In the case of financial affairs, once the LPA is registered your attorneys will have power to enter into any transaction, unless you have specifically forbidden it, so they will be able to deal with investments and to write cheques. If you are mentally capable, the attorney should only do what you authorise them to do - for example, if you had physical issues which made it difficult for you to attend a meeting or to sign documents and you instructed the attorney to act on your behalf. If you become mentally incapable and are no longer capable of authorising or consenting to the attorney's decisions or actions, the attorney will be able to make decisions and do things on your behalf. However, there is no cut-off point at which you are presumed to be incapable; capacity is decided on a decision-by-decision basis and the attorney must do everything practicable to help you arrive at your own decision on every occasion.
Three steps to LPA confidence
1. Choose attorneys carefully:
An attorney has far reaching powers and problems are likely to arise if they do not appreciate the role they are undertaking. Being granted authority may draw some attorneys into abuse of their position, with intentionally fraudulent activity. But it is just as likely to be misuse of power by family members, who justify their actions as being acceptable because they are making use of assets that will come to them in the end, or because they feel it is reasonable to have a financial contribution for what they do for their relative.
Before appointing an attorney, think about how well they look after their own finances, how well you know them and how sure you are that they will make the right decisions for you. Even where an attorney acts with the best intentions to respond to the trust placed in them, if they are disorganised or indecisive, this can impact on their ability to make good decisions, just as much as if they are self-serving.

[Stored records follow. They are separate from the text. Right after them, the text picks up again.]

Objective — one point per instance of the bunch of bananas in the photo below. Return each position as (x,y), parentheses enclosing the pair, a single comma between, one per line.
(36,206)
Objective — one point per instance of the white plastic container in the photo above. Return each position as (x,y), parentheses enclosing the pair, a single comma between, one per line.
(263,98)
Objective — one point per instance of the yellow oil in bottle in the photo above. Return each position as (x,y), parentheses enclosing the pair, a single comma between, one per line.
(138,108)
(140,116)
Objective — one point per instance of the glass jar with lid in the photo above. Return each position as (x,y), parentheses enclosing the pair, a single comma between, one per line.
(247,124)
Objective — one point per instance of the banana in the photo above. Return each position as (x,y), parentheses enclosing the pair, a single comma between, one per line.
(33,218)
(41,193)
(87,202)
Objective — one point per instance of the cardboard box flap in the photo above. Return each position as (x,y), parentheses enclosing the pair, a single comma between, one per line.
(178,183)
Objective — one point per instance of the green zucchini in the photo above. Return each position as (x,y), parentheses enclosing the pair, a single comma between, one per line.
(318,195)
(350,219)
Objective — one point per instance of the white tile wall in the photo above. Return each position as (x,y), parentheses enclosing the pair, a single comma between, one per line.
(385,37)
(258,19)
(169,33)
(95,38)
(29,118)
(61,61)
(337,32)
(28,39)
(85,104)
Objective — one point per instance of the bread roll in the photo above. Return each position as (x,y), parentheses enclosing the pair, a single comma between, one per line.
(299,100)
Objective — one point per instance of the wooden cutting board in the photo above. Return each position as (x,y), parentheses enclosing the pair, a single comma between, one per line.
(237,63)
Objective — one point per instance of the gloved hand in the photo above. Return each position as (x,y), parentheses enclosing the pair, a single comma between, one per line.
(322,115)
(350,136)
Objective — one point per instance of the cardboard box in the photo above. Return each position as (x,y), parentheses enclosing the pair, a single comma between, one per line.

2. Make attorneys accountable:
You can appoint two attorneys and require that they are both involved in each decision, although that can make transactions more complicated. Another option is to appoint, alongside a family member or friend, a professional attorney whose job it would be to undertake regular checks on how matters are being handled. Alternatively, you can include a requirement within the LPA for the attorney to consult with a third party if a decision exceeds a given threshold or for specific assets. This would allow you to restrict the sale of property or investments without the input of a professional, for example.
At the very least, a clause within the LPA appointing a third party to check whether attorneys are acting within the scope of their authority on an annual basis is a good idea.
Even where there is no specific requirement within the LPA, the Office of the Public Guardian can ask an attorney to account for their dealings with any money they handle and so attorneys should be advised to keep financial statements and receipts carefully.
3. Give good guidance:
As well as careful selection and ongoing checks on attorneys, it is important that an attorney has guidance to help them understand their fiduciary and statutory responsibilities, and how to satisfy them, at the outset.
They should appreciate how their role should be performed with reference to the Mental Capacity Act 2005 Principles and Code of Practice, particularly in how they consult with the donor of the LPA and help the donor to make their own decisions, if possible. They should also be made aware that they must not benefit from their position or use money or property for their own benefit, whatever their relationship to the donor, and even where they imagine it would not pose a problem if the donor were not mentally incapable. Recognising that they may need to get expert advice, whether legal, financial or otherwise, is also important, if they are to act within the reasonable standards of care and skill required by an LPA.
Website content note: This is not legal advice; it is intended to provide information of general interest about current legal issues.